| No dia trinta de Dezembro, fui de
    manhã a Quimbele. Fui chamado na véspera. Recebi mensagem do capitão, para ir buscar os
    sacos do correio e o pré de todo o pessoal. Saí de manhã, bem cedo, logo a seguir ao
    pequeno almoço. Depois de ter largado a arma e as cartucheiras na messe de oficiais, dirigi-me
    imediatamente para o edifício do comando, para falar com o capitão e passar pela
    secretaria.
 Depois de uma breve conversa com o capitão Alberto e o Vieira, que é o braço direito do
    comandante de Companhia e o substituto na sua ausência, passei à secretaria, para falar
    com o sargento.
 Foi uma conversa agradável. Tinha, além dos vários sacos com correio, o vencimento para
    levantar.
  O alferes está cheio de sorte! Vai receber o vencimento a dobrar.
  Mas como?  perguntei espantado. Resolveram compensar o meu isolamento
    forçado no Alto Zaza e pagar-me a dobrar?
  Não, alferes, a partir de agora, todo o pessoal do Estado passa a ter direito ao
    décimo terceiro mês. O alferes é militar; logo, é funcionário público.
  Mas é só para a tropa ou para toda a gente?
  É para todo o funcionalismo público.
  Quer dizer que os professores também passam a receber um mês a mais no Natal?
  Evidentemente.
  Então, o meu pai, deve estar contente da vida. É professor primário! E eu
    também tenho sorte. Como sou professor do liceu, continuarei a ter esta regalia depois de
    sair daqui.
  Claro! Se isto é para todo o funcionalismo público, o alferes vai continuar a
    receber quando retomar a sua actividade como professor.
  E quanto é que agora vou receber?
  São mais uns seis mil escudos, além do vencimento habitual.

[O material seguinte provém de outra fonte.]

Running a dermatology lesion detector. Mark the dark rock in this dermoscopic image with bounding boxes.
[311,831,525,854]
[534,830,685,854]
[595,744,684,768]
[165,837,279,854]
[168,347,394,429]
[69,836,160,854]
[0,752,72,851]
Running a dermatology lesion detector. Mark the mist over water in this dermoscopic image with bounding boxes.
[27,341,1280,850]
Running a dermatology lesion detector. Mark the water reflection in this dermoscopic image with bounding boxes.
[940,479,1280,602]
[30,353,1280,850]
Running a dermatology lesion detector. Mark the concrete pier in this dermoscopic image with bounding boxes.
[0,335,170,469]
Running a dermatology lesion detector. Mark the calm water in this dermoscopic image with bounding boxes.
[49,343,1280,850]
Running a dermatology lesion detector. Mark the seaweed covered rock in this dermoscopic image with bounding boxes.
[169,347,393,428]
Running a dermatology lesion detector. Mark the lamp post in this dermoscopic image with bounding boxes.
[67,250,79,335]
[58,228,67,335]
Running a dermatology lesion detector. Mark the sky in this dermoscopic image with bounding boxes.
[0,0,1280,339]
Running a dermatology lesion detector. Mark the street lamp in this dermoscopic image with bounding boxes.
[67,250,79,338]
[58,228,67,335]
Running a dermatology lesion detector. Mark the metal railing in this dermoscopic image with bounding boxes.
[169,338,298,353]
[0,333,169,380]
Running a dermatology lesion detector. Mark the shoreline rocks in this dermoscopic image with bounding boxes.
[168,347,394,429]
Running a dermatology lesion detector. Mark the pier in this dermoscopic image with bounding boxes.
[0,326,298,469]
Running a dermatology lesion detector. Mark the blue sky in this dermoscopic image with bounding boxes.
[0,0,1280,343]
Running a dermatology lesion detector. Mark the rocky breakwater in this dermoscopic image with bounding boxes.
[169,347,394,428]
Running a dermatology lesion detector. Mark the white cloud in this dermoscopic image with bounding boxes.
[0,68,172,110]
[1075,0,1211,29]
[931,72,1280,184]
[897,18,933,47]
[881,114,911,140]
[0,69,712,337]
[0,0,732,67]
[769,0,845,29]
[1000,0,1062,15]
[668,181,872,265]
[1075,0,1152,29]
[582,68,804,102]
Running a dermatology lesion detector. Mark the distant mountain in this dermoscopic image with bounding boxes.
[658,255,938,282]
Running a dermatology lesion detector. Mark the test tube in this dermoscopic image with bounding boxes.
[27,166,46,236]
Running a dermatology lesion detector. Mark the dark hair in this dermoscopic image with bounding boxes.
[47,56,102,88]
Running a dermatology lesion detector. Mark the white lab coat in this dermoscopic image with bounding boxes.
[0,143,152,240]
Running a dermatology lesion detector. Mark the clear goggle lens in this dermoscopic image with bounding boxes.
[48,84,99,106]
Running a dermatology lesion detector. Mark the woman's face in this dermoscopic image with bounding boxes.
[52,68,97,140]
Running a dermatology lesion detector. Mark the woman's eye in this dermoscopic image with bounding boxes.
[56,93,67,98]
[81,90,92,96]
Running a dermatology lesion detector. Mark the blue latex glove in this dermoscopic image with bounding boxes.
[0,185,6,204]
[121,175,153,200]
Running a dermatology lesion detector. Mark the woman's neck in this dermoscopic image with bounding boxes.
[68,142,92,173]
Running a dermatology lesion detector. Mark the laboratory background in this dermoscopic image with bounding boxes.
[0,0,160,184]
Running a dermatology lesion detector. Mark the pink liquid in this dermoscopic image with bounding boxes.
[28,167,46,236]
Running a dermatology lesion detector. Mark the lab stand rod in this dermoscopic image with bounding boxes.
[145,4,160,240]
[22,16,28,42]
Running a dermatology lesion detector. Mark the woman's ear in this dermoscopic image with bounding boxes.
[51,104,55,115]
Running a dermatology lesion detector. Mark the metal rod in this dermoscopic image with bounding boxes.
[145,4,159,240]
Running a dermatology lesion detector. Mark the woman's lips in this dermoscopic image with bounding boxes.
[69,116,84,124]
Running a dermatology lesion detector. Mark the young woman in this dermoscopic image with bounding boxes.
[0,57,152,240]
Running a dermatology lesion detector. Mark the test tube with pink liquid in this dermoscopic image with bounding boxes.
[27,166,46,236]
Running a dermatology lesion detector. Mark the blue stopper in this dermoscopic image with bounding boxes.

  Mas isso é bestial! Vou já mandar um vale para pagar um empréstimo e liquidar a
    minha conta da máquina fotográfica.
 Estava eu em amena conversa com o sargento, a fazer projectos sobre o dinheiro fresco,
    acabado de receber, e a decidir aumentar o quantitativo a ficar na Metrópole, quando
    surgiu o impedido do capitão:
  Meu alferes, o nosso capitão pede para passar novamente por lá, antes de sair.
  Obrigado. Diz ao nosso capitão que é só o tempo de preencher um documento na
    secretaria. Passo já por lá.
 Preenchido o impresso com o quantitativo que passo a deixar para a minha conta na
    Metrópole, voltei ao gabinete do capitão.
  O capitão Alberto chamou-me?
  Sim. Senta-te aí, que preciso de conversar contigo.
 Puxei de uma cadeira e sentei-me junto à secretária do capitão.
  Ouve lá , foste fazer queixinhas para o Comandante de Batalhão?
  Eu?! Queixinhas de quê? Não estou a perceber!
  Recebi uma mensagem do comando a perguntar-me por que razão não contratei
    carregadores para a acção helitransportada. Como é que o comandante sabe de tudo quanto
    se passou?
 Contei ao capitão a conversa que tive com o tenente coronel Soares Coelho. Disse-lhe que
    tinha levado um valente raspanete do comandante e acrescentei:
  Na minha conversa com ele, não pus ninguém em xeque. Limitei-me a contar as
    dificuldades sentidas durante a acção e apontei como justificação para a minha
    evacuação o facto de andar aleijado do pulso. Ouvi todos os sermões e missas cantadas
    que o comandante me quis pregar e não fiz mais do que limitar-me a ouvir. Nem sequer me
    defendi e muito menos atirei culpas para quem quer que fosse. Omiti, inclusive, a
    discussão que tivemos no Alto Zaza por causa dos carregadores. Logo, não tenho nada que
    me pese na consciência. Porquê  Mandou-lhe também algum raspanete?
 O capitão deu-me a ler a mensagem. O conteúdo fez-me recordar o sermão que tinha ouvido
    em Sanza. Pareciam quase as mesmas palavras. Chamava a atenção do capitão para o facto
    de que as verbas existentes para as operações na mata são para serem devidamente
    aplicadas. E que os oficiais têm direito a um carregador. E que...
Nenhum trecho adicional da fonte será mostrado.